Hoje o porão negro, fundo,
Infecto, apertado, imundo,
Tendo a peste por jaguar...
E o sono sempre cortado
Pelo arranco de um finado,
E o baque de um corpo ao mar...
Ontem plena liberdade!...
A vontade por poder...
Hoje... cúm'lo de maldade!
Nem são livres pra morrer!...
Prende-os a mesma corrente
Férrea, lúgubre serpente
Nas roscas da escravidão...
E assim roubados à morte
Dança a lúgubre coorte,
Ao som do açoute... Irrisão!...
Senhor Deus dos desgraçados!
Dizei-me vós.

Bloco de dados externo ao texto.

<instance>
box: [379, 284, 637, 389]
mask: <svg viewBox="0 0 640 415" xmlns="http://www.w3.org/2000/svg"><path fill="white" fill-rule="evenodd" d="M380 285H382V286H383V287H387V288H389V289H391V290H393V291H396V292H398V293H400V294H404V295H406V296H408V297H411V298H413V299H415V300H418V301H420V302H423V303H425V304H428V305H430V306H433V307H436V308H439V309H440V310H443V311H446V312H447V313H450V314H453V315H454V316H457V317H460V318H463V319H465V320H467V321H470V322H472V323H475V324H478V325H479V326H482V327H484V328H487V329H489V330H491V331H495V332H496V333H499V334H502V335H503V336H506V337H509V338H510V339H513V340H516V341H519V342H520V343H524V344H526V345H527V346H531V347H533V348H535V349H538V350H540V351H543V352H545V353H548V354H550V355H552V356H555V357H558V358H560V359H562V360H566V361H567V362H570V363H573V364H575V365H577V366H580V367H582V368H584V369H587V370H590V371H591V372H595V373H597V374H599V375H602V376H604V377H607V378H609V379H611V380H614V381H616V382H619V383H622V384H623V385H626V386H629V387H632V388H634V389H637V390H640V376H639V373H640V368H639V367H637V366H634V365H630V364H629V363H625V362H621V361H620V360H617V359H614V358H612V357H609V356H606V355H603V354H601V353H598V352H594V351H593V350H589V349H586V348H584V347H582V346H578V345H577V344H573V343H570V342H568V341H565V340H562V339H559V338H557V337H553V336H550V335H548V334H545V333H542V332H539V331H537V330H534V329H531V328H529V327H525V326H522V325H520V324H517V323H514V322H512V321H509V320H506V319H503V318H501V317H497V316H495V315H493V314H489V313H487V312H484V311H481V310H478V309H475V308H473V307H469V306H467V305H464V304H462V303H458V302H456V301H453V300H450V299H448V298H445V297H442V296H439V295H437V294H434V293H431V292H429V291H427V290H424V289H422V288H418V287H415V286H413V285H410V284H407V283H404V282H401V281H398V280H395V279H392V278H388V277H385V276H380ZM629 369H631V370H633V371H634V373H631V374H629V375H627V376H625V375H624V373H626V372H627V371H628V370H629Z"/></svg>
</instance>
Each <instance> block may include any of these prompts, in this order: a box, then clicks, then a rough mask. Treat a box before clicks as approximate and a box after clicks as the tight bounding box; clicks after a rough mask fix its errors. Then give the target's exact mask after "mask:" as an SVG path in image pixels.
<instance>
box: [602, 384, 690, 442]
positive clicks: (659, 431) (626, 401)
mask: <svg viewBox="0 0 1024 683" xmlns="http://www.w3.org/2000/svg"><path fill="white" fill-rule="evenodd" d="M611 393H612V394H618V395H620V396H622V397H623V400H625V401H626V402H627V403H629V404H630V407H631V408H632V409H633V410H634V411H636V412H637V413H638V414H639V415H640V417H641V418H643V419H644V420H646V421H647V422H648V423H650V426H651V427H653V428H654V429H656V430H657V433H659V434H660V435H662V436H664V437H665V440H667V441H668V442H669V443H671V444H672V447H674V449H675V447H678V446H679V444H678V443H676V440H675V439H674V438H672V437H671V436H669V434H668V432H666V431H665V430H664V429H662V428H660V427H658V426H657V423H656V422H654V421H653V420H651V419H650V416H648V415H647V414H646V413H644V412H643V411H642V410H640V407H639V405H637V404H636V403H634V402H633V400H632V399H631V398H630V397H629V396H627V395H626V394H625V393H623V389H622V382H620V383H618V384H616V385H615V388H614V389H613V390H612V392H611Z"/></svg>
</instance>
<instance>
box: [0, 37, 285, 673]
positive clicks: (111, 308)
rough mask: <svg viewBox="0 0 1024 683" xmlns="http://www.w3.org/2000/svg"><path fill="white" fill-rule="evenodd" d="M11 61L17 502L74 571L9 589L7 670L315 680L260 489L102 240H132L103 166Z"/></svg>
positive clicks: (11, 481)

Senhor Deus!
Se eu deliro... ou se é verdade
Tanto horror perante os céus!
Ó mar! por que não apagas
Coa esponja de tuas vagas
Do teu manto este borrão?...
Astros! noite! tempestades!
Rolai das imensidades!
Varrei os mares, tufão!
6a
E existe um povo que a bandeira empresta
Pra cobrir tanta infâmia e cobardia!...
E deixa-a transformar-se nessa festa
Em manto impura de Bacante fria!...
Meu Deus! Meu Deus! Mas que bandeira é esta
Que impudente na gávea tripudia?!...
Silêncio !... Musa! chora, chora tanto,
Que o pavilhão se leve no teu pranto...
Auriverde pendão de minha terra,
Que a brisa do Brasil beija e balança,
Estandarte que a luz do sol encerra,
E as promessas divinas da esperança...
Tu, que da Liberdade após a guerra
Foste hasteado dos heróis na lança,
Antes te houvessem roto na batalha,
Que servires a um povo de mortalha!...
Fatalidade atroz que a mente esmaga!...
Extingue nesta hora o brigue imundo
O trilho que Colombo abriu na vaga
Como um íris no pélago profundo!...
...Mas é infâmia demais... Da etérea plaga
Levantai-vos, heróis do Novo Mundo...
Andrada! arranca esse pendão dos ares!...
Colombo! fecha a porta de teus mares!...
ALVES, Castro. Poesias Completas. Rio de Janeiro: Ediouro, 1996, p.133-138.